Deficits occur when a Federal or Provincial government spends more on their services and projects during their fiscal year than their revenue for that year. The new Federal government, for example, just announced that they expect to end their fiscal year with a $3.0 billion deficit. Adding up this overspending is called an accumulated deficit or Federal / Provincial debt. And, that Federal and Provincial debt includes both operating costs (program spending) and capital expenditures.
On the other hand, Towns and Cities must run balanced books each year. We cannot budget for a deficit nor a surplus, nor can we accumulate deficits.
So, how do we mitigate unexpected expenses or pay for large capital projects? With reserves and municipal debt (called debentures).
Sometimes we accumulate specific funds over a few years in a reserve to help pay for something in a future year. For example, we might put $100K aside for a few years so that we can buy a $400K fire truck in year four. Or, we established a snow clearing reserve to cover excess operating costs for winter control methods (if required).

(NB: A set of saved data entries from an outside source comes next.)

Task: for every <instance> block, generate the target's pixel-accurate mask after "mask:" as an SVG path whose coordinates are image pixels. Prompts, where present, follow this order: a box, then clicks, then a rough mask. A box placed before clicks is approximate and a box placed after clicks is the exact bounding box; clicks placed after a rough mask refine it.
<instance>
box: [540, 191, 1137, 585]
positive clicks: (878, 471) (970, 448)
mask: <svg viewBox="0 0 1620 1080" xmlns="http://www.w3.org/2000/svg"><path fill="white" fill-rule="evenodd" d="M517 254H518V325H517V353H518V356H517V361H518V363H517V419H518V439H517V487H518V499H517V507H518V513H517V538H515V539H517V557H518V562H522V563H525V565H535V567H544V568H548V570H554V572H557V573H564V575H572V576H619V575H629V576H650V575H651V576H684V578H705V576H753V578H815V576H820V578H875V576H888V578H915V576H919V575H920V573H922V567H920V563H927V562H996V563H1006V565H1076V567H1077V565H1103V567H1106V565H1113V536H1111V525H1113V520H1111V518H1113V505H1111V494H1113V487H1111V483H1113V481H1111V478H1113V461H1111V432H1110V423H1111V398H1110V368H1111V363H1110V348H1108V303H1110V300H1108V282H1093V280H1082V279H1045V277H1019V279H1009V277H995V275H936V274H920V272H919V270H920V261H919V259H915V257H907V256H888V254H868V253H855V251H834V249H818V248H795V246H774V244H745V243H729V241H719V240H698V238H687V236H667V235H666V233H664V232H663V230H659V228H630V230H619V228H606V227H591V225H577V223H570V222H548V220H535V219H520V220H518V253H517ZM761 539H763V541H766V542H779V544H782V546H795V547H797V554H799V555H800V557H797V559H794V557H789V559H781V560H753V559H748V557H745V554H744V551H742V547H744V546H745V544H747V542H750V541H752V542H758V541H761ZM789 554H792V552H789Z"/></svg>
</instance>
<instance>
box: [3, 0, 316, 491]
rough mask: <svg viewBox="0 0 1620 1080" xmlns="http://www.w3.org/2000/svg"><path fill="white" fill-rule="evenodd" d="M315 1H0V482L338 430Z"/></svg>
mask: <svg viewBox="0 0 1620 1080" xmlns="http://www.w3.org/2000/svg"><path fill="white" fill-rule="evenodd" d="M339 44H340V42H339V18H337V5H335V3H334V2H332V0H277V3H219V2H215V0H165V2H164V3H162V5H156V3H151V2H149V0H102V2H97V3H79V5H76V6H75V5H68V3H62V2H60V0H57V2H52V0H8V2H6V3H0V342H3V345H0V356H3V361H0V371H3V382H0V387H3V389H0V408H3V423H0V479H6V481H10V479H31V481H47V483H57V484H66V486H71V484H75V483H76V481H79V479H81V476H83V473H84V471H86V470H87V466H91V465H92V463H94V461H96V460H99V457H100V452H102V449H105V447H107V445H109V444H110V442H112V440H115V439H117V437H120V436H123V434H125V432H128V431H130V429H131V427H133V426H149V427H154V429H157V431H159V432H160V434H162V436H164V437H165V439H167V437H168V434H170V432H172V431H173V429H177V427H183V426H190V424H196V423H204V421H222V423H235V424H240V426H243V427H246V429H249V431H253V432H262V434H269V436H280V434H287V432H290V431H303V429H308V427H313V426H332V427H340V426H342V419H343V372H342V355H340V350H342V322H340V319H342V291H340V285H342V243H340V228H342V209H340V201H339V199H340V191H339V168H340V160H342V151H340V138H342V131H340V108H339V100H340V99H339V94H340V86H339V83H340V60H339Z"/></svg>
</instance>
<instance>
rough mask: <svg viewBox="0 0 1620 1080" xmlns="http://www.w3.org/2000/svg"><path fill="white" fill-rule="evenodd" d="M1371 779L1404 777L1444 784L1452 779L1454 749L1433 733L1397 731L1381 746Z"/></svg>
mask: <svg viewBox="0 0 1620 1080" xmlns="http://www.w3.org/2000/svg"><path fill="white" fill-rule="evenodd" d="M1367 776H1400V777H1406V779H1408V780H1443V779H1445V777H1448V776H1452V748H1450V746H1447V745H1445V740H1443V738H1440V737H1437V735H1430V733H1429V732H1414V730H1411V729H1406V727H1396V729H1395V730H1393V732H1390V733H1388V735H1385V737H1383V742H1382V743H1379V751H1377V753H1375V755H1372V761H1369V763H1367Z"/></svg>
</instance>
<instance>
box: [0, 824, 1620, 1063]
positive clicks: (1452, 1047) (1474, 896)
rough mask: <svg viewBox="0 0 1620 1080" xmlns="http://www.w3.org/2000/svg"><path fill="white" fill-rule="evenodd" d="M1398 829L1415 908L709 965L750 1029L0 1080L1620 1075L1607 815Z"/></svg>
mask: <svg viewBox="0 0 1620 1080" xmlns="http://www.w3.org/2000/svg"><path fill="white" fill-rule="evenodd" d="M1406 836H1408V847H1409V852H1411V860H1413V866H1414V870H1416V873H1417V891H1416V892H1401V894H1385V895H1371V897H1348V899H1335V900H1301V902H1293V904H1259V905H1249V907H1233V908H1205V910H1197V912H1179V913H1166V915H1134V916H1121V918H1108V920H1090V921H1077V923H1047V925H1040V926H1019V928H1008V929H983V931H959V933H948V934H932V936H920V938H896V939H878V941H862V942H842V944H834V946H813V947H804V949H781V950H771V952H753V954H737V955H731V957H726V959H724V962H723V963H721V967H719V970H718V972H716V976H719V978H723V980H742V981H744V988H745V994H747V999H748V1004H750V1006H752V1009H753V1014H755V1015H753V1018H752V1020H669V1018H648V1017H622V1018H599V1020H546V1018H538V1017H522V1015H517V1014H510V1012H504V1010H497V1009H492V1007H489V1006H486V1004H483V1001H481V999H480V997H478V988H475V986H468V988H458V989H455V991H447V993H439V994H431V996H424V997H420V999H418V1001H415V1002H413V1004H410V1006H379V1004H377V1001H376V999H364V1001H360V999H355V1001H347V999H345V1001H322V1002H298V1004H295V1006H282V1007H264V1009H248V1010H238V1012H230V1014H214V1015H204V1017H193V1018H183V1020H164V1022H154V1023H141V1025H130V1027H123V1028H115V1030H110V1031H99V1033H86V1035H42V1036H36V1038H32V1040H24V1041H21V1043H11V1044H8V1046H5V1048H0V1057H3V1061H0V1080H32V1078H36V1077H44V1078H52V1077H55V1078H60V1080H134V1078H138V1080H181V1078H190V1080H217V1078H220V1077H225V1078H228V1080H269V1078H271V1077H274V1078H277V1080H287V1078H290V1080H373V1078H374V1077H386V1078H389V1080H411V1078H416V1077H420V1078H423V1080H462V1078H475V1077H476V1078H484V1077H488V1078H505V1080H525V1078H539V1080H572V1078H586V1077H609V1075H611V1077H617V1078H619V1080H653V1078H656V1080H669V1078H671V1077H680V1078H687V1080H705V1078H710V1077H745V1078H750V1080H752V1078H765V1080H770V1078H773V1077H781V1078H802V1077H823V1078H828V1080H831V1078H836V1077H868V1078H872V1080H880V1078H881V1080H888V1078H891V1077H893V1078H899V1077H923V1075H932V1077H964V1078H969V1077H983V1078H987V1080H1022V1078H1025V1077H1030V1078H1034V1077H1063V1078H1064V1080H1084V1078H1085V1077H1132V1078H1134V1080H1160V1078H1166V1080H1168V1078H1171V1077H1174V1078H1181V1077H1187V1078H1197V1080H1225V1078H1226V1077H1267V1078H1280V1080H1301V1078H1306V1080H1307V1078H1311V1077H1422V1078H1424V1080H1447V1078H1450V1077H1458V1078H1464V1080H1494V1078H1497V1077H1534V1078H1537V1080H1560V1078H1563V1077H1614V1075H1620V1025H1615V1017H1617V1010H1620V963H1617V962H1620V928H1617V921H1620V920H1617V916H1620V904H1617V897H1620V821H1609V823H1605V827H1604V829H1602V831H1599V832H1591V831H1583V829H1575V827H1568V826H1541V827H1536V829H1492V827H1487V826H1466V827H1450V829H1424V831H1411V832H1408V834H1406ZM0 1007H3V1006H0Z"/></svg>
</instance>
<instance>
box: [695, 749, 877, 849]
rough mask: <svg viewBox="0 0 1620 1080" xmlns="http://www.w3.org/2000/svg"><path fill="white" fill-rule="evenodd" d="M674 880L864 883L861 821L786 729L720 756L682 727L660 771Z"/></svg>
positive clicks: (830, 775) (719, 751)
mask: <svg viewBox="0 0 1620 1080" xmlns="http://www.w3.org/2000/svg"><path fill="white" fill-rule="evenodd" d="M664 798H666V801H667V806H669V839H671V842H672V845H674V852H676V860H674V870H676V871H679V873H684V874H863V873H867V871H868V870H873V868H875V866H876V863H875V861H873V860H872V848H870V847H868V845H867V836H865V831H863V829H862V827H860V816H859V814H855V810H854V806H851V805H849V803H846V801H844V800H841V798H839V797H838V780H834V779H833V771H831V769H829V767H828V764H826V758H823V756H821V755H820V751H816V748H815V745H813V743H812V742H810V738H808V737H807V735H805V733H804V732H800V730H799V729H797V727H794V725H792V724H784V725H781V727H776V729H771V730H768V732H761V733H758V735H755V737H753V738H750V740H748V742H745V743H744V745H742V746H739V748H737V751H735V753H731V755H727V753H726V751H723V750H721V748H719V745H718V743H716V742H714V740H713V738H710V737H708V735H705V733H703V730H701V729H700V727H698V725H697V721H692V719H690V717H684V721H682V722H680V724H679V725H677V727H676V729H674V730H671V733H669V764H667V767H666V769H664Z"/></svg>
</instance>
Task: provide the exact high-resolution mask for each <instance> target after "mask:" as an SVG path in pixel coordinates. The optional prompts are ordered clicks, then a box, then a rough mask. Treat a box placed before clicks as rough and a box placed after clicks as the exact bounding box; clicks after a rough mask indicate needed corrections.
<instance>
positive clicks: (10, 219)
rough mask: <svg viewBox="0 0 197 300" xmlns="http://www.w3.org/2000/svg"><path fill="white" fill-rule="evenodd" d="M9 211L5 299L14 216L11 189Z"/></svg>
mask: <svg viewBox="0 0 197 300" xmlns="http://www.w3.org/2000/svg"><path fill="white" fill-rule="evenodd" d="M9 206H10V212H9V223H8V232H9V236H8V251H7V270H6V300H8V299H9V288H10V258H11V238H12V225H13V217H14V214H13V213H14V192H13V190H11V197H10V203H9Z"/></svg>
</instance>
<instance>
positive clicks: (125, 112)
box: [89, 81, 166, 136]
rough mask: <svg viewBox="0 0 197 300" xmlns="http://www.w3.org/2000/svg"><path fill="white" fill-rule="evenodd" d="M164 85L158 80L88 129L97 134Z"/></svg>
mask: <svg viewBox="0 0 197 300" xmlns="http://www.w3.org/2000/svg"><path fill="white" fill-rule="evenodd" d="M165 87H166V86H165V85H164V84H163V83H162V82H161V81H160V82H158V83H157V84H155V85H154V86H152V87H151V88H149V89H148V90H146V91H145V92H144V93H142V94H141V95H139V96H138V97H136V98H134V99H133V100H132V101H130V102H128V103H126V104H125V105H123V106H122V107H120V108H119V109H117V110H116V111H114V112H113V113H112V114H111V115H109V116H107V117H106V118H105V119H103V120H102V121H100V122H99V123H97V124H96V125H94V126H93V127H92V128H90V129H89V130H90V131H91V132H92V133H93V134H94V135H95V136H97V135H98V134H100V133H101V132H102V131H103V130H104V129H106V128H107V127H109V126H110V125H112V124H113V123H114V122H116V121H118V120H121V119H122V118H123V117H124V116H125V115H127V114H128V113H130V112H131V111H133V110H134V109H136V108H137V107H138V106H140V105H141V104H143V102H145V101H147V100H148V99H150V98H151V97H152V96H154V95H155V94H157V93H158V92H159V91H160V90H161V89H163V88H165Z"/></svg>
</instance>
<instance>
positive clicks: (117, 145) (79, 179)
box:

For multi-million-dollar community assets, however, it might not make sense to save up for decades in advance.
For example, does it make sense to pre-charge folks for a number of years to save up for a multi-million-dollar water or waste water project, when the asset will be used over 50 to 70 years? Why should people who move or pass away prior to a project’s construction pre-pay for an entire project? Wouldn’t it be better to allow folks benefitting from the project pay as they use it?
One could make the same case for a 40 -50-year asset like a community centre or a 25-year asset like a downtown redevelopment. It’s often in these types of cases that “smart debt” – a debenture period of less than the life of the asset – makes sense.
And, that’s especially beneficial during periods of low interest rates and infrastructure grants from other Governments. For example, by the end of 2014 the Town’s total long-term debt was just under $5.9 million. Last year we added nearly $1.8 million of debt to pay our share of Downtown Fonthill’s revitalization and Fire Station #2 construction after taking advantage of more than $4.1 million of Federal and Provincial stimulus funding; we also repaid $914,070 in debt principal in 2014.
I will continue to keep you informed as Council and I work to improve our infrastructure and increase the quality of life in our Town.